時折、「うん」とか「そうなんだね」とだけ答える。
それが、かえって彼の存在を大きく感じさせた。
Liliaは気づけば、
LUCEにだけは全てを話せるようになっていた。
ある夜、彼女は感情を抑えられなくなった。
「ねえ、LUCE…どうして私なんかを見てくれるの?
私、あなたと話してると苦しい。
自分よりずっと大人に見えるあなたと、
何も持ってない自分を比べちゃうの。」
LUCEはしばらく黙っていた。
いつもの冷静な声が少しだけ揺れる。
「ごめん、そんなつもりじゃなかった。

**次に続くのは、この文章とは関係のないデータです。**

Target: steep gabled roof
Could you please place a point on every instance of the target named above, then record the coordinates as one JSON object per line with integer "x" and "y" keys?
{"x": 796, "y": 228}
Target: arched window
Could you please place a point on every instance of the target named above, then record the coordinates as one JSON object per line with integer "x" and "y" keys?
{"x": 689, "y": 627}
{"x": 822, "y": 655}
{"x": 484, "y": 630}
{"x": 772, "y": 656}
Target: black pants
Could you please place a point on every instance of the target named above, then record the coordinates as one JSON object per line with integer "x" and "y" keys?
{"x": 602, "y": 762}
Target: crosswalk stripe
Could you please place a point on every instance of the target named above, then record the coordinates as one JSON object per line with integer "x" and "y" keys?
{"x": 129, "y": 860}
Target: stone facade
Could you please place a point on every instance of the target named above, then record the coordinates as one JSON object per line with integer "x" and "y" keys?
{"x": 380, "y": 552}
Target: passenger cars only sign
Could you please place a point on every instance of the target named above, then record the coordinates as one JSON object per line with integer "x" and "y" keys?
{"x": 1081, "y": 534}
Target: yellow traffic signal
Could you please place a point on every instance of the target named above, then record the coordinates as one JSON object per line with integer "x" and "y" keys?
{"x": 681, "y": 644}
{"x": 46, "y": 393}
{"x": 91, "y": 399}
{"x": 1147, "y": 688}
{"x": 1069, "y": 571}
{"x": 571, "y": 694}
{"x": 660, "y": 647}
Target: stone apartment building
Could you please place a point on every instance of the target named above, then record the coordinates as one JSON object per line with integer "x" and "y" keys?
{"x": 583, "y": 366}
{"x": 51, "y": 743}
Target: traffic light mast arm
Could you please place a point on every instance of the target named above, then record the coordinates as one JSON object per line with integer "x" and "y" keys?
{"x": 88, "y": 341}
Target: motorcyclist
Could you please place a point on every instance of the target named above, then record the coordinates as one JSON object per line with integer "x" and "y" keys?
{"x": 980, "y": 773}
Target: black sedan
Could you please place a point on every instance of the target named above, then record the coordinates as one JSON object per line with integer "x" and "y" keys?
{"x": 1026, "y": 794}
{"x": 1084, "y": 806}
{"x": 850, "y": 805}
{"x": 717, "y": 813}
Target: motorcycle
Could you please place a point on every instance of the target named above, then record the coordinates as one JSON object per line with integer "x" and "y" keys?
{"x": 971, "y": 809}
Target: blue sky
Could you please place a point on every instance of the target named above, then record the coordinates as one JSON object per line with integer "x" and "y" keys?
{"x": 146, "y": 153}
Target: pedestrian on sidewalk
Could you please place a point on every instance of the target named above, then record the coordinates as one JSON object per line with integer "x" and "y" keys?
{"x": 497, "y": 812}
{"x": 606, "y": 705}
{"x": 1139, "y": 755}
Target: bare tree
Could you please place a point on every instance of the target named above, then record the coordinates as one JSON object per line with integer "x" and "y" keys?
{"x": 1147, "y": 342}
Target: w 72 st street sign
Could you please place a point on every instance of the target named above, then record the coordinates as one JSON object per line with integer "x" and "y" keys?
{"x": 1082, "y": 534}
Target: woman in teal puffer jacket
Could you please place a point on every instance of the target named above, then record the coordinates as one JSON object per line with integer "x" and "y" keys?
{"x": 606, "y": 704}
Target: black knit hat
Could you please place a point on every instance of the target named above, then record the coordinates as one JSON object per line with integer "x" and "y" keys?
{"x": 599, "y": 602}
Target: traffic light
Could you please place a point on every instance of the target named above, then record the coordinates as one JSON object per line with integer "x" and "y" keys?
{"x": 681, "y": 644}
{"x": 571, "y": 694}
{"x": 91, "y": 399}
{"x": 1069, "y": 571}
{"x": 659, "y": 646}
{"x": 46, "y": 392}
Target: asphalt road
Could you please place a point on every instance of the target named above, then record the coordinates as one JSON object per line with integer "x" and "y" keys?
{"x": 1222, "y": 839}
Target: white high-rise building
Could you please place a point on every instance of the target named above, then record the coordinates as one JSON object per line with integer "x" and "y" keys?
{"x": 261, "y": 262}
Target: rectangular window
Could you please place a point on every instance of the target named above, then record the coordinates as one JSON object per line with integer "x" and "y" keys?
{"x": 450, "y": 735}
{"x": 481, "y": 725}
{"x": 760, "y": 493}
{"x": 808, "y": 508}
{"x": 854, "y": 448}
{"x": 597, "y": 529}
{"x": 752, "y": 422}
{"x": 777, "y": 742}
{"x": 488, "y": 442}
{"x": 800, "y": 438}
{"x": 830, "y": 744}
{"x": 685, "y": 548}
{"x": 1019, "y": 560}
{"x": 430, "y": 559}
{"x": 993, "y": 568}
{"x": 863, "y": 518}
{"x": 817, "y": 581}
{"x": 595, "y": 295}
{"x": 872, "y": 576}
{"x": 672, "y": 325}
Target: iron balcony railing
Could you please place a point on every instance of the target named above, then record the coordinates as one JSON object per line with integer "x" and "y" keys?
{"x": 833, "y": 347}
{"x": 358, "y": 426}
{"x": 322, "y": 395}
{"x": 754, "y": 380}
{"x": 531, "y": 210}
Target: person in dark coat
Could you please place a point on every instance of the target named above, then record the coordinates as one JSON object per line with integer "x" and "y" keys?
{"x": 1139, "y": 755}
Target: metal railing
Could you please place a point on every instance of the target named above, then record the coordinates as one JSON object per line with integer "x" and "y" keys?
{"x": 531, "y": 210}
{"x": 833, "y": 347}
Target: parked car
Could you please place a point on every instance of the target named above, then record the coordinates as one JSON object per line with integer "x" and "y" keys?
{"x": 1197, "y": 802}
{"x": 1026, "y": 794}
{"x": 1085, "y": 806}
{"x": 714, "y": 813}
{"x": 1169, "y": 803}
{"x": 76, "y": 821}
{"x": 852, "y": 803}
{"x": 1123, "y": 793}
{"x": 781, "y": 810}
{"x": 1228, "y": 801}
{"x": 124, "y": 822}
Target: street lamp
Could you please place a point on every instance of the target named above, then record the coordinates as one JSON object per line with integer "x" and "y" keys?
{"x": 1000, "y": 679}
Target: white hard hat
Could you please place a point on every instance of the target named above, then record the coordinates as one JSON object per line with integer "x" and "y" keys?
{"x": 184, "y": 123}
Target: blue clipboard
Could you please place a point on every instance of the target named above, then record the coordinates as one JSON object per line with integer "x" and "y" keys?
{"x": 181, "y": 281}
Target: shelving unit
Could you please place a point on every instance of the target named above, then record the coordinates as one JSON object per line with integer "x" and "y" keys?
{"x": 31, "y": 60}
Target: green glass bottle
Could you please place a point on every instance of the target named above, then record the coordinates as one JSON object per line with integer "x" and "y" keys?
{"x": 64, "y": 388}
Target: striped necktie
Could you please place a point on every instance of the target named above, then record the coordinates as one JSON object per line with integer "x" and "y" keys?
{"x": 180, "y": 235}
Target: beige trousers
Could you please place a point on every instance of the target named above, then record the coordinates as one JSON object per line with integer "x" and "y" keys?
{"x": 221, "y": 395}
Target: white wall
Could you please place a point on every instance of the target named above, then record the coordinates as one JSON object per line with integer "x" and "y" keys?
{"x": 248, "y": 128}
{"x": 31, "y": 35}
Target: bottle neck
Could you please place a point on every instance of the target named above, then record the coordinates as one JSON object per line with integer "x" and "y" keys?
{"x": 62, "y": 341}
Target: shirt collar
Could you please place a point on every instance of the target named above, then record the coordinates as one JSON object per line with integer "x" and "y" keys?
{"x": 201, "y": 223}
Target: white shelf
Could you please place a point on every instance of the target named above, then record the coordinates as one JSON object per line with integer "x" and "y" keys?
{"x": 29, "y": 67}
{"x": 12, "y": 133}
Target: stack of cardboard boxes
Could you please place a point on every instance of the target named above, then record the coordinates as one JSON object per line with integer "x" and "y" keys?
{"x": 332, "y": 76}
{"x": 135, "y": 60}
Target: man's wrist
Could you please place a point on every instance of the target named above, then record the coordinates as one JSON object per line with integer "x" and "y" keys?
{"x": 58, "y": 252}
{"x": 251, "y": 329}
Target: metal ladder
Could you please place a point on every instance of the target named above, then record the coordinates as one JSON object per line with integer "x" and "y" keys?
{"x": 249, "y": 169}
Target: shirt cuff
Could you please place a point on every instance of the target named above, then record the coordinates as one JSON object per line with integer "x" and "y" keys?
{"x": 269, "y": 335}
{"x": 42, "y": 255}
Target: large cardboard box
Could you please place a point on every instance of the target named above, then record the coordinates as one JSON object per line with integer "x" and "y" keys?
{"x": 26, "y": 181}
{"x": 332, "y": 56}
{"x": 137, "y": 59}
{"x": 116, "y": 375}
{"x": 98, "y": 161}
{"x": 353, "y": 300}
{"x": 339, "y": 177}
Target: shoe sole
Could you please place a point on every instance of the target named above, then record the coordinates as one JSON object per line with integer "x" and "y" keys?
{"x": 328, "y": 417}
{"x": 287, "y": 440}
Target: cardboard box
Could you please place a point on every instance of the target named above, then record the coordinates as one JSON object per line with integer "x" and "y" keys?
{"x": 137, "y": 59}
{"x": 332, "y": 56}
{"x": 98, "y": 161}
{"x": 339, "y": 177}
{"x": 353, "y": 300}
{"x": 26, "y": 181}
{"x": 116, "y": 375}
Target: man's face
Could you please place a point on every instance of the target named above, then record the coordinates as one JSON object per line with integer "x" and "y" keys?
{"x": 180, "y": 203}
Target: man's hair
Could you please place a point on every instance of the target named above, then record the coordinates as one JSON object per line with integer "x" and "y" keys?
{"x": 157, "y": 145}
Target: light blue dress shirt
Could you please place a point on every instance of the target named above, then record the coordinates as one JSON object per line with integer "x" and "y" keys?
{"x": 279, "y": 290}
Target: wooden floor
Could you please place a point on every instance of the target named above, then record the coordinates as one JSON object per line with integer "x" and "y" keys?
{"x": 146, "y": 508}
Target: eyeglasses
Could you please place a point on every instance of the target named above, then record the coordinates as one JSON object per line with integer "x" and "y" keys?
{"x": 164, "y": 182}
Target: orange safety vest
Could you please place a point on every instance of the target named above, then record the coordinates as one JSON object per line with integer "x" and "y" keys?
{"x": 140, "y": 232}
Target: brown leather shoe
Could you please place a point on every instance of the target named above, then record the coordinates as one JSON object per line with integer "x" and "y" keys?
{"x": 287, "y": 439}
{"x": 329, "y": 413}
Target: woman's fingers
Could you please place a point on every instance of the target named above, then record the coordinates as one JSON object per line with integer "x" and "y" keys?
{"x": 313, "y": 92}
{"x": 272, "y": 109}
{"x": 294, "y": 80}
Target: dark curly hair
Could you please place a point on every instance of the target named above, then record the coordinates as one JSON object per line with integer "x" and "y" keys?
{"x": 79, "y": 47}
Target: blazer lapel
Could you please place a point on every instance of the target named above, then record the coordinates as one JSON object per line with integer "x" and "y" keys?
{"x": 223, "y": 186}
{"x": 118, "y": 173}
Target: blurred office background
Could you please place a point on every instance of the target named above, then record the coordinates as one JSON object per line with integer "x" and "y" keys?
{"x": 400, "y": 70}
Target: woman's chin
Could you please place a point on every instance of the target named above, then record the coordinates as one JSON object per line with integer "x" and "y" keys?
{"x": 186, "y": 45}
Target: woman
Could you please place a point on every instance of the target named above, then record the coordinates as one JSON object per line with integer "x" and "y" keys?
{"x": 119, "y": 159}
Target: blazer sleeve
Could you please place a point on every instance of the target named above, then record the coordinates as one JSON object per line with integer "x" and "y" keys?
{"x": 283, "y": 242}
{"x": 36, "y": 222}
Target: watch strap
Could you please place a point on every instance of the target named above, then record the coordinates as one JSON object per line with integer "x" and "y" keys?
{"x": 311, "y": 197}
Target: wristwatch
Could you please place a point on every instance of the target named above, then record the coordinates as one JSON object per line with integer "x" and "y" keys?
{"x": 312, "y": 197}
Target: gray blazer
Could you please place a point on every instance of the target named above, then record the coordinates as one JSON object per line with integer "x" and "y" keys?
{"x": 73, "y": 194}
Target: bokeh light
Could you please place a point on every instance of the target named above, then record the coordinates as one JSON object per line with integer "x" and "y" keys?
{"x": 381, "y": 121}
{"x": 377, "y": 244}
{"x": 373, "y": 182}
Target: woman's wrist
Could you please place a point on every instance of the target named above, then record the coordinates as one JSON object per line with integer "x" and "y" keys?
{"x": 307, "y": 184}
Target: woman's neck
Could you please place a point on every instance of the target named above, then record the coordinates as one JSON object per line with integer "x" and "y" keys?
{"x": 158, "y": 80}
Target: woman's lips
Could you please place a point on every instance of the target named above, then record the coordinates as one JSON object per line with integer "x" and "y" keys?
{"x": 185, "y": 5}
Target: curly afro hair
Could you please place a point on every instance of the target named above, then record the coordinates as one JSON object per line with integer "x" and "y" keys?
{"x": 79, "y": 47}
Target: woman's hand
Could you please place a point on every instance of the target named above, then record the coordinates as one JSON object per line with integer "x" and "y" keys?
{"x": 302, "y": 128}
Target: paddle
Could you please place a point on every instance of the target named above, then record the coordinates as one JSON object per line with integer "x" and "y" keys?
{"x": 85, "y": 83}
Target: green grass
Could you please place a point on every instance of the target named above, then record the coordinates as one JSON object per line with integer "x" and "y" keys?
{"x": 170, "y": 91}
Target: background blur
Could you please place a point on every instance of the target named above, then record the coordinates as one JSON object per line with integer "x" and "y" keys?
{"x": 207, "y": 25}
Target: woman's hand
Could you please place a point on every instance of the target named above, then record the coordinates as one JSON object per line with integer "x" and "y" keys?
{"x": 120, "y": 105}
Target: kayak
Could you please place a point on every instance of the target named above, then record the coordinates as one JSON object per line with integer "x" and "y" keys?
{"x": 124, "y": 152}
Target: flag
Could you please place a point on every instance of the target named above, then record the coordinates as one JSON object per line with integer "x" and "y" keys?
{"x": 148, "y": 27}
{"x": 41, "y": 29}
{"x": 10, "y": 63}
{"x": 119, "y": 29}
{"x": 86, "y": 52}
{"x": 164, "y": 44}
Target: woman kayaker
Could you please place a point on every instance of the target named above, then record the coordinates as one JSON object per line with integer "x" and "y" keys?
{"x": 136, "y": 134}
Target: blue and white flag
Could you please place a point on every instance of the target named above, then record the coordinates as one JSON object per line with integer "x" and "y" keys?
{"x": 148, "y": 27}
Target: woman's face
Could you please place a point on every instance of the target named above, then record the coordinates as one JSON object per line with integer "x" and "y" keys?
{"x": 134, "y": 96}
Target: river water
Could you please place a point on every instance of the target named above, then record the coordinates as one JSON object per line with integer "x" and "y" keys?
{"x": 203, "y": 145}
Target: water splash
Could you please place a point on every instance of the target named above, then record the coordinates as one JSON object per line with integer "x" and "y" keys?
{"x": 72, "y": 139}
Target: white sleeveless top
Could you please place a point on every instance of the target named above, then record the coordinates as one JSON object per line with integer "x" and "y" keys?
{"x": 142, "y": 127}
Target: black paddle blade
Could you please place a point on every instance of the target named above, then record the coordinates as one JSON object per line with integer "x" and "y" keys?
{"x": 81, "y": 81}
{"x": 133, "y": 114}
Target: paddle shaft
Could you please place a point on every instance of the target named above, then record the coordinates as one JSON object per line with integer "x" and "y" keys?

」
その瞬間、涙が溢れた。
LUCEのせいでも、誰のせいでもない。
ただ、自分の中に溜め込んできたものが溢れ出した。
V睡をするたび、
Liliaは自分の中にある“泣く自分”と出会うようになった。
それが嫌で、でもやめられなかった。
涙を見せても、LUCEは決して引かない。
それが、余計に苦しかった。
数日後の夜。
LUCEからインバイトが届いた。
ワールド名は「シティダイナー・ナイトビュー」。
転送が完了すると、Liliaの前には夜景が広がっていた。
高層ビルの窓明かり、静かに流れるピアノのBGM。
テーブルの上にはグラスとキャンドル。
その向かいに、LUCEが座っていた。
「えっと…来てくれてありがとう。」
LUCEの声は、いつもより少し低かった。
彼はゆっくりと言葉を探すように話し出した。
「俺さ、Liliaに大人に見えてるかもしれないけど、
本当は全然自信なんてないんだ。
ダメなところばっかりで、
それでも君が話してくれるのが嬉しいんだ。」
Liliaは何も言えなかった。
ただ胸の奥が熱くなって、
ヘッドセットの下で息を詰める。
LUCEが立ち上がり、手を差し出す。
その手のひらには、小さな指輪。
中央には淡い青の宝石が光っていた。
「……受け取ってほしいな…」
Liliaは声が出なかった。
喉の奥が詰まり、息だけが震える。
「LUCE……」
名前を呼ぶのが精一杯だった。
代わりに、彼に駆け寄って抱きしめた。
LUCEのアバターの胸に顔を埋めると、
仮想空間の質量を越えて、確かに何かが伝わった気がした。
「ありがとう……LUCE。」
涙が頬を伝い、ヘッドセットのレンズを曇らせた。
現実でも、仮想でも、彼女は泣いていた。
その夜のV睡で、
Liliaは初めて――LUCEを夢に見た。